Lysandra subiu, e ela os deixou ver o corpo longo e poderoso que quebrou a superfície por um curto tempo, quando ela mergulhou para baixo, suas escamas de jade brilhando como joias ofuscantes ao sol do meio dia. Vendo a lenda seguindo paralela às suas profecias: os micênicos só voltariam quando os dragões marinhos o fizessem.
E assim Aelin se assegurou que um aparecesse bem em seu porto, deuses malditos.
— Pelos deuses — Fenrys murmurou de onde ele remava.
Na verdade, essa foi a única reação que Aelin pôde ver quando o dragão mergulhou fundo ao mar, em seguida, nadou à frente.
Porque aquelas eram poderosas barbatanas – asas que Lysandra espalhava sob a água, colocando em seus pequenos braços frontais e as pernas para trás, sua cauda maciça agindo como um leme.
Alguns dos homens de Rolfe estavam murmurando:
— Um dragão... Um dragão para defender o nosso navio... As lendas de nossos pais...
De fato, o rosto de Rolfe estava pálido enquanto olhava na direção de onde Lysandra havia desaparecido no azul, ainda segurando o leme como se este fosse impedi-lo de cair.
Duas serpentes do mar... contra um dragão marinho.
Porque todo o fogo do mundo não agiria sob o mar. E se eles fossem ter uma chance de dizimar esses navios, não poderia haver interferência abaixo da superfície.
— Vamos, Lysandra — Aelin sussurrou, e enviou uma oração a Temis, a deusa das Coisas Selvagens, para manter a metamorfa rápida e firme sob as ondas.



Aedion tirou o escudo de suas costas e caiu no assento diante do lançador de arpão de ferro gigante, seu comprimento, talvez, uma mão mais alto que ele, a cabeça da lança maior do que a sua própria. Havia apenas três lanças. Ele teria que economizar em seus tiros.
Do outro lado da baía, ele podia distinguir o rei tomando uma posição ao longo do parapeito no nível mais baixo da torre.
Na baía em si, o navio de Rolfe remava mais e mais perto, aproximando-se da Quebra-Navios abaixo.
Aedion pisou em um dos três pedais operacionais que lhe permitiam girar o lançador, segurando as alças de ambos os lados, e posicionou a lança no lugar.
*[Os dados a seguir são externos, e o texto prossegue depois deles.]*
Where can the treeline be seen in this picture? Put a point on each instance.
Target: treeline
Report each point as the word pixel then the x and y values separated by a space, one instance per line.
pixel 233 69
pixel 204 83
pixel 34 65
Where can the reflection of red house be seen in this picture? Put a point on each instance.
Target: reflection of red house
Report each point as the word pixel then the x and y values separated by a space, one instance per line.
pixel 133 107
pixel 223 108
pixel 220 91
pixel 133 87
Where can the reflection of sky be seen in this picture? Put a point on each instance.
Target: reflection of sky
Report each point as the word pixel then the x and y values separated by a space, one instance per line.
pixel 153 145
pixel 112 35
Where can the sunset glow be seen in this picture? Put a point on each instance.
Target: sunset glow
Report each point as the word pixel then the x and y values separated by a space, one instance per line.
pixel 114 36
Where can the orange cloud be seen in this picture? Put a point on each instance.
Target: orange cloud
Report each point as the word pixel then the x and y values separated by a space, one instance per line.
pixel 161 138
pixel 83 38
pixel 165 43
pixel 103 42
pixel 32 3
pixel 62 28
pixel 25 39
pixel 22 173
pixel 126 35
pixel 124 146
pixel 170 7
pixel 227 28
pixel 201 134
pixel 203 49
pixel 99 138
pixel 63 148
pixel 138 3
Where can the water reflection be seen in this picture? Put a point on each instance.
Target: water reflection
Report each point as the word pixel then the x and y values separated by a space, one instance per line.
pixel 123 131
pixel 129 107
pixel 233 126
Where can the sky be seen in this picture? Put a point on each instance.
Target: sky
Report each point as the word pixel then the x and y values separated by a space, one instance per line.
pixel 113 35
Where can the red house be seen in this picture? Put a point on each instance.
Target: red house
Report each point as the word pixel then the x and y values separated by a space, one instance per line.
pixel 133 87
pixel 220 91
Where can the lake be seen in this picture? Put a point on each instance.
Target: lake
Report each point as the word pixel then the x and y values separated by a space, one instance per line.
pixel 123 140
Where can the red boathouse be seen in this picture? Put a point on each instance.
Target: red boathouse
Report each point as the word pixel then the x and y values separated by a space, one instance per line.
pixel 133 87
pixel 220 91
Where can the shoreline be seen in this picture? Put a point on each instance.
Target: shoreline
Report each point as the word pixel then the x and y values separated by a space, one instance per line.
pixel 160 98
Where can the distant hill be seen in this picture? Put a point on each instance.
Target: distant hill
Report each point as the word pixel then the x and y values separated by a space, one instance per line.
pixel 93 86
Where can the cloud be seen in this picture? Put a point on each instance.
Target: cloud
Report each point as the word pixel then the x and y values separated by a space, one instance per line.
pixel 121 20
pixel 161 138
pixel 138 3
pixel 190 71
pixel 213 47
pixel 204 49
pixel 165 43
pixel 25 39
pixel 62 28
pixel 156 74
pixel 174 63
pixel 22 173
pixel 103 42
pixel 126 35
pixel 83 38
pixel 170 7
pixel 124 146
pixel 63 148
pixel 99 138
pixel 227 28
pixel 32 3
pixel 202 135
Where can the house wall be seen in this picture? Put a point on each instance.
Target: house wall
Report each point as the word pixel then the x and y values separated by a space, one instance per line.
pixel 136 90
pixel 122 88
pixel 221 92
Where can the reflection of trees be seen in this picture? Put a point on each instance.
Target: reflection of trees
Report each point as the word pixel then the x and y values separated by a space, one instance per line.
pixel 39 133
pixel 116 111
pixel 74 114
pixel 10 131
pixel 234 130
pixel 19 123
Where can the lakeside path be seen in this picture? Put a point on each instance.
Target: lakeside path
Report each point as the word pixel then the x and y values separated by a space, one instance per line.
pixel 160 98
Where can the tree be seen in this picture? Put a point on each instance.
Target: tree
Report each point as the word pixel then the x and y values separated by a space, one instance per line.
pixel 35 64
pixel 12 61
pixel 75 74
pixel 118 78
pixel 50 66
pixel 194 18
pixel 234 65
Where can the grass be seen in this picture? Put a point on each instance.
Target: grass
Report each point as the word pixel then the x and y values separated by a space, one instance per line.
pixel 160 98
Cuidadosamente, precisamente, ele apontou o arpão em direção à borda mais exterior da baía, onde os dois braços da ilha se inclinavam um para o outro para fornecer uma passagem estreita para o porto.
Ondas quebravam um pouco além – um recife. Bom para quebrar navios – e, sem dúvida, onde Rolfe plantaria seu navio, a fim de fazer a frota de Morath se quebrar sozinha.
— Que diabos é aquilo? — Uma das sentinelas que equipava o artilheiro ofegou, apontando para as águas da baía.
Uma sombra poderosa e enorme tomava a parte inferior da água à frente do Dragão Marinho, mais rápido do que o navio, mais rápido do que um golfinho. Seu corpo longo serpentino subia através do mar, mostrando asas que poderiam também ser barbatanas.
O coração de Aedion parou.
— É um dragão marinho — ele conseguiu dizer.
Bem, pelo menos agora ele sabia em qual forma secreta Lysandra estava trabalhando.
E porque Aelin tinha insistido em ficar dentro do templo de Brannon. Não apenas para ver o rei, e não apenas para recuperar a cidade para os micênicos e Terrasen, mas... para Lysandra estudar o tamanho natural, as esculturas detalhadas desses dragões do mar. Para se tornar um mito vivo.
Essas duas... Oh, demoniazinhas espertas e conspiradoras. Uma rainha de lendas, de fato.
— Como... como... — a sentinela se virou para as outros, balbuciando entre si. — Vai nos defender?
Lysandra se aproximou da Quebra-Navios, ainda baixada sob a superfície, girando em formando arcos, descendo juntamente com as rochas como se experimentando sua nova forma. Se acostumando a ela pelo pouco de tempo que tinham.
— Sim — Aedion respirou quando terror inundou suas veias. — Sim, ela vai.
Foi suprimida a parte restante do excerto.